その本の「はじめに」には、著者の「伝えたいこと」がギュッと詰め込まれています。この連載では毎日、おすすめ本の「はじめに」と「目次」をご紹介します。今日はフィリッパ・ペリー(著)、高山真由美(訳)の『 子どもとの関係が変わる自分の親に読んでほしかった本 』です。
【はじめに】
最近、あるコメディ番組を見る機会がありました。番組ではマイケル・マッキンタイアというコメディアンがこう言っていました。「子育てをするとき、私たちがしなければならないことは4つあります。子どもに服を着せること、食事をさせること、風呂に入れること、寝かしつけることです。実際に親になる前には夢がありました。子どもとしょっちゅう楽しいことをするのだろうと思っていましたよ。しかし現実には、いま言った4つをこなすだけで毎日が戦争のようです」。
彼が子どもをなだめて髪を洗わせようとしたり、コートを着せようとしたり、外へ連れだそうとしたり、野菜を食べさせようとしたりといった真似(まね)をして見せると、観客席から大きな笑い声があがっていました。似たような経験のある親なればこその笑いです。
親(*)になるというのは大仕事です。退屈に感じたり、気が滅入ったり、イライラしたり、苦労もあるでしょう。同時に、これまでで一番おかしくて、喜びに溢れ、愛に満ちた、このうえなくすばらしい経験にもなりえます。
おむつが取れなかったり、子ども特有のさまざまな病気にかかったり、子どもが(幼児期であれ、10代であれ)癇癪(かんしゃく)を起こしたりといった、子育てにつきものの瑣末(さまつ)な厄介事にはまり込んでいるとき、あるいは、フルタイムの仕事を終えて帰宅し、これから本当の労働──ベビーチェアの隙間に詰まったバナナを掻(か)きだしたり、先生からの呼び出しの手紙を読んだりといった骨折り仕事──が待っているようなときには、親でいることを広い視野で捉えるのは難しいかもしれません。
そんなときに、本書は子育ての全体像を提示します。
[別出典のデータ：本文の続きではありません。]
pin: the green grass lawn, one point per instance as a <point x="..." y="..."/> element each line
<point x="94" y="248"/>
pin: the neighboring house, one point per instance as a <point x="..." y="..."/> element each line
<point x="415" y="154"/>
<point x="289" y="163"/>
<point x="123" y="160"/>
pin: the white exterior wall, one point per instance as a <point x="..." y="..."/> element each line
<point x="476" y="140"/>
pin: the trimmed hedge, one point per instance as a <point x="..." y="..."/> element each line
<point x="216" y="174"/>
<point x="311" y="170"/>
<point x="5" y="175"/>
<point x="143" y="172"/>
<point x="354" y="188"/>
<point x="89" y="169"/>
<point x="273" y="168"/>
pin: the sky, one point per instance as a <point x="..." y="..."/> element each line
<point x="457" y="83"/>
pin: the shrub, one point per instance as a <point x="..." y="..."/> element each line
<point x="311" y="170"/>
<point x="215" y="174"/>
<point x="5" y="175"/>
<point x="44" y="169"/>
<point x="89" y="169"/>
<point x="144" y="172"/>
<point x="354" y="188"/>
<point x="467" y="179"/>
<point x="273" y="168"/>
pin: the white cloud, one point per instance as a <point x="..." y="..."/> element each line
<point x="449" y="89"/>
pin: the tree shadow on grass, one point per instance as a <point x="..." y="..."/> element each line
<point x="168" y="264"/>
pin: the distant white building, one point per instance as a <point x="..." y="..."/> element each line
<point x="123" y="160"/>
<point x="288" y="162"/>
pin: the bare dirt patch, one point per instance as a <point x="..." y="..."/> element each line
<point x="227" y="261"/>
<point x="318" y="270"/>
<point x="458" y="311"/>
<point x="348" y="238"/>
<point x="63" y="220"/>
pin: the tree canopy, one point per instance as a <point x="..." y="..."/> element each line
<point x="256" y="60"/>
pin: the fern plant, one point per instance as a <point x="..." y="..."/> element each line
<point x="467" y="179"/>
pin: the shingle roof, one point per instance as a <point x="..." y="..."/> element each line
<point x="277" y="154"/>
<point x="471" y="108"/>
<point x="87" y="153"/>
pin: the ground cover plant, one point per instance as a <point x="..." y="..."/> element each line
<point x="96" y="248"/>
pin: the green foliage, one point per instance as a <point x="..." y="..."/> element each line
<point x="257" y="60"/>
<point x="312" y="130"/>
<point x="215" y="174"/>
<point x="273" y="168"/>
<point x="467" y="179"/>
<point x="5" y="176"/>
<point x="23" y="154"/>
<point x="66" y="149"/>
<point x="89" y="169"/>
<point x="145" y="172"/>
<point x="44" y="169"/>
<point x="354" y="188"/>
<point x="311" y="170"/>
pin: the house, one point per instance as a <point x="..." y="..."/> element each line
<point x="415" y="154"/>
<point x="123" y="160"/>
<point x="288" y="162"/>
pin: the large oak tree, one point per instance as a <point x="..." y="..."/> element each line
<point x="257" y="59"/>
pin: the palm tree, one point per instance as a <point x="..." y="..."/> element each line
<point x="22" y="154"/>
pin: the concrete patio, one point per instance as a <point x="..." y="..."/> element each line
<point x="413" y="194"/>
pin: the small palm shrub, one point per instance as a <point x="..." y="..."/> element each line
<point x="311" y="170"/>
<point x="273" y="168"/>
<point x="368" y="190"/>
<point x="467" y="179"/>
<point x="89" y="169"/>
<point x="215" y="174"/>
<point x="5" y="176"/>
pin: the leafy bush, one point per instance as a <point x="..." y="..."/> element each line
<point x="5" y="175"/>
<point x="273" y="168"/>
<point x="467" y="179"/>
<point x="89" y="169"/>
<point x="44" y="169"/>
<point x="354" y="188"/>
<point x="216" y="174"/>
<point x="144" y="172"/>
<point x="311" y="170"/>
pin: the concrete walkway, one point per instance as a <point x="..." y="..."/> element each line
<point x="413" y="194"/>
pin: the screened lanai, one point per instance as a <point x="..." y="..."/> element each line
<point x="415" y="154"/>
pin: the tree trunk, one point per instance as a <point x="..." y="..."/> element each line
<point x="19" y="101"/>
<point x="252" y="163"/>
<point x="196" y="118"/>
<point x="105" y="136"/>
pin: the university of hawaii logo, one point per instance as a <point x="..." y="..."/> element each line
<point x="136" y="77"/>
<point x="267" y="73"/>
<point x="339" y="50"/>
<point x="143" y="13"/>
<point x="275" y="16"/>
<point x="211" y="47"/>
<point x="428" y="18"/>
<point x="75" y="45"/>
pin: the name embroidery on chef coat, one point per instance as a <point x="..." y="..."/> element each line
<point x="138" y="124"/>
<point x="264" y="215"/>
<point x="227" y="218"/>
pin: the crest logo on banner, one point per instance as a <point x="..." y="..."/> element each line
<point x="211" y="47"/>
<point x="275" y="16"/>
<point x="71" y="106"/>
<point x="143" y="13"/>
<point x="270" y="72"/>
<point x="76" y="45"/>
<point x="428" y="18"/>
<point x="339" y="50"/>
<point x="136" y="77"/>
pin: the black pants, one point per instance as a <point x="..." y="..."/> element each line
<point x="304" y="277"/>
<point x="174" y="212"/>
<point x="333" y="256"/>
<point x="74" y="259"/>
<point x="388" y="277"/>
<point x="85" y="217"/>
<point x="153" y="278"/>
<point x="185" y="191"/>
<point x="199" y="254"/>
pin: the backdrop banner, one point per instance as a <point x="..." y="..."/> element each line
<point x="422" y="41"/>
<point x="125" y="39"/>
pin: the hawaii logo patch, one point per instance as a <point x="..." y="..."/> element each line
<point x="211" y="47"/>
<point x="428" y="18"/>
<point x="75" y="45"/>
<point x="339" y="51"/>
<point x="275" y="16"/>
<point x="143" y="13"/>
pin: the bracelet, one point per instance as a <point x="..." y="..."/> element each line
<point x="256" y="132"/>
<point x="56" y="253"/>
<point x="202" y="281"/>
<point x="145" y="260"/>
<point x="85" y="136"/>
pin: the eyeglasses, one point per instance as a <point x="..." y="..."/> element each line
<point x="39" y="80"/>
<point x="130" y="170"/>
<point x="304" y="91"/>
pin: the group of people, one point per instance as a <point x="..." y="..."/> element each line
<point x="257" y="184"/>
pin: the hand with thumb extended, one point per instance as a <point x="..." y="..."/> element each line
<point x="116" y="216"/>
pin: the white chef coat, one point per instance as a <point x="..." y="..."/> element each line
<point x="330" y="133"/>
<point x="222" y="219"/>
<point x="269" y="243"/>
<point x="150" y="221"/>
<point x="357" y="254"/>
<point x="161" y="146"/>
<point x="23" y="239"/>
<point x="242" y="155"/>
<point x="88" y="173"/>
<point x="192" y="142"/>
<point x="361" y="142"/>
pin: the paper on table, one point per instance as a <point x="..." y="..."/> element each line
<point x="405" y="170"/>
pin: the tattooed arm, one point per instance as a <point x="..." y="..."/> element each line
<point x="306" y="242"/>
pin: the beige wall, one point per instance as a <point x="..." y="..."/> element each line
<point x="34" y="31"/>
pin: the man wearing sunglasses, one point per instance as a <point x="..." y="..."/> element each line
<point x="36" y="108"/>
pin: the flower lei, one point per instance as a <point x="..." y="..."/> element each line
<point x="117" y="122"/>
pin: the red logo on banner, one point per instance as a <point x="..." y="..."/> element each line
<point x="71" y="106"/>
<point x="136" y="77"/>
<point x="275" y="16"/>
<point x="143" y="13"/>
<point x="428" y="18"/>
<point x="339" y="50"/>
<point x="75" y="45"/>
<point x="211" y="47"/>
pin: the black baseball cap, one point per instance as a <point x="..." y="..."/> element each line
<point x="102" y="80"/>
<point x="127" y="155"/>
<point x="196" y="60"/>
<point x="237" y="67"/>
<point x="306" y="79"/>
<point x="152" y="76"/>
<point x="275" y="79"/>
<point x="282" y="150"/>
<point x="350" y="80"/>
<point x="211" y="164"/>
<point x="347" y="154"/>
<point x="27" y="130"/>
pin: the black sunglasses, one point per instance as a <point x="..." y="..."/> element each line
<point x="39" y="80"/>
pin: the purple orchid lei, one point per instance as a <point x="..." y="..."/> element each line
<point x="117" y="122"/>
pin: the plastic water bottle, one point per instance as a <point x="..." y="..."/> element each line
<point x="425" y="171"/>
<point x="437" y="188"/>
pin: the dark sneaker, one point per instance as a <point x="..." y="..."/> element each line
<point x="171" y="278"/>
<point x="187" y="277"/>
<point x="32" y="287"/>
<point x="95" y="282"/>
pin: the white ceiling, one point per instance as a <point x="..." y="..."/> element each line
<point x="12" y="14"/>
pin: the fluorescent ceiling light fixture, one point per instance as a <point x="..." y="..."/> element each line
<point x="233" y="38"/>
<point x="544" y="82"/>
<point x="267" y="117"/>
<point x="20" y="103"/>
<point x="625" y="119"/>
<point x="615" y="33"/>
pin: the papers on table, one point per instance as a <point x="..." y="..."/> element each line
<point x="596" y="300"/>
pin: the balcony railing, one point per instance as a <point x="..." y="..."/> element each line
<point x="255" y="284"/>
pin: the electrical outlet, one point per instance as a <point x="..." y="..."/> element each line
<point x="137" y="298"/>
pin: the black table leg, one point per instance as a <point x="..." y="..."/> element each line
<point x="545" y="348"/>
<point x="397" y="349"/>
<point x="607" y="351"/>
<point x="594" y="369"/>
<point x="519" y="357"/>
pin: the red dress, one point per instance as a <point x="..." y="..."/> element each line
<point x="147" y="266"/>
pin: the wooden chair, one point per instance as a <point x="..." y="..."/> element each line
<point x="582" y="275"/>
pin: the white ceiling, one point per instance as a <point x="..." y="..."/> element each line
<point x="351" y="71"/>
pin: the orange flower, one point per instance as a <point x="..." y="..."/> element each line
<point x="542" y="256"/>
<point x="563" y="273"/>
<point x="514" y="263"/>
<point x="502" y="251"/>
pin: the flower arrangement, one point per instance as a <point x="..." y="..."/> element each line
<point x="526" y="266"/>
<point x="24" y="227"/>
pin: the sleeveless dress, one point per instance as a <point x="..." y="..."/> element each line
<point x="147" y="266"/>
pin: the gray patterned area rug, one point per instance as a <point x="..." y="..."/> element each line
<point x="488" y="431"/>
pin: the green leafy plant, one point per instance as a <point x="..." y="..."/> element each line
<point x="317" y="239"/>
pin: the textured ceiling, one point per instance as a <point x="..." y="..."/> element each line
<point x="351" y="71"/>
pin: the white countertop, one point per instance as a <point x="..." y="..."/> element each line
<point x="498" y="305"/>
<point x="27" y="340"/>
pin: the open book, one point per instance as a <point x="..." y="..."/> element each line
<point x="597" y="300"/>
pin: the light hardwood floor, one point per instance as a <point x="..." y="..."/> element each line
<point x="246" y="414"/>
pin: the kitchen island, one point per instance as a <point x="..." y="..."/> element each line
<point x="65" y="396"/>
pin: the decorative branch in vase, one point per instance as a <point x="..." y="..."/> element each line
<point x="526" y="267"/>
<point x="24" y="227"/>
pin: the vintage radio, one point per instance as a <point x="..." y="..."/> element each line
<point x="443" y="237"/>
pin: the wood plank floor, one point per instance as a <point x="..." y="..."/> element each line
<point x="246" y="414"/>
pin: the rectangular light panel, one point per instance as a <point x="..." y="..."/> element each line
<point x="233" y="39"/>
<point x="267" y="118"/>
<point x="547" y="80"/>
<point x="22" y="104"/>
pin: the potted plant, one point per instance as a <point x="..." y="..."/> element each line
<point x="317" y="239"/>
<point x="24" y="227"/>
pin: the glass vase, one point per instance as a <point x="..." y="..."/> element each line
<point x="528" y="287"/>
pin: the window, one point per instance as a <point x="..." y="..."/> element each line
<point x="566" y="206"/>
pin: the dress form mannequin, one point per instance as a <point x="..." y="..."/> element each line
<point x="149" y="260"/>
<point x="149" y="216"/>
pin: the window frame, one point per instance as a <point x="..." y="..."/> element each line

あなたが一歩下がって、何が大事で何がそうでないか、子どもがなりたい自分になれるように手助けをするにはどうしたらいいかといったことを見きわめるための本なのです。
子育ての核心は、子どもとの関係にあります。人が植物だったら、親子関係は土壌です。親子関係は人という植物を支え、育み、成長させ、場合によっては成長を妨げます。いざというときに頼りになる親子関係ができあがっていなければ、子どもの安心感は損なわれてしまいます。あなたと子どもとの関係は、子どもにとって──やがては子どもの子どもにとっても──力の源となるべきものです。
私は心理療法士として、子育ての困難な側面にぶつかって悪戦苦闘する人々の相談に乗ってきました。そうした仕事を通して、親子関係がどのように機能不全を起こすのか、また、うまく機能している状態を取り戻すにはどうしたらいいかを観察する機会がありました。本書のねらいは、子育てにおいて何が重要かを提示することにあります。あなたや子どもの感情にどう取り組むか、子どもをよりよく理解するためにどう寄り添えばいいか、衝突や拒絶をくり返すことなく真のつながりを築くにはどうすればいいかを考えていきます。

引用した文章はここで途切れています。